Chicago, though, has Harvard-like aspirations with Emory resources. This is an eternally tough position to occupy.

@Cue7 We analyze the past and speculate about the future. Such speculation in inherent in the nature of the future. I This discussion is circular. We all agree that Stanford and Harvard are and destined to remain the top, for many reasons. Then comes a second group comprised of MIT, UChicago, Princeton, Yale and probably Columbia,. Each is eminent to preeminent in many areas and weaker in others.

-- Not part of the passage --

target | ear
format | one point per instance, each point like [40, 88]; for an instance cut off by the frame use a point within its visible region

You forgot about Penn, where is Penn, where is @Penn95, arhhhhggggg… :wink:

@Chrchill - in terms of resources/wealth, between MIT, Yale, Princeton and UChicago, which one doesn’t look like all the others?

When you answer that, you’ll know who the odd one out is!

If you go by wealth, UChicago should be below many other schools, including UT system … In fact, Uchicago’;s standing is impressive precisely because of what it has been able to achieve with the $ it has!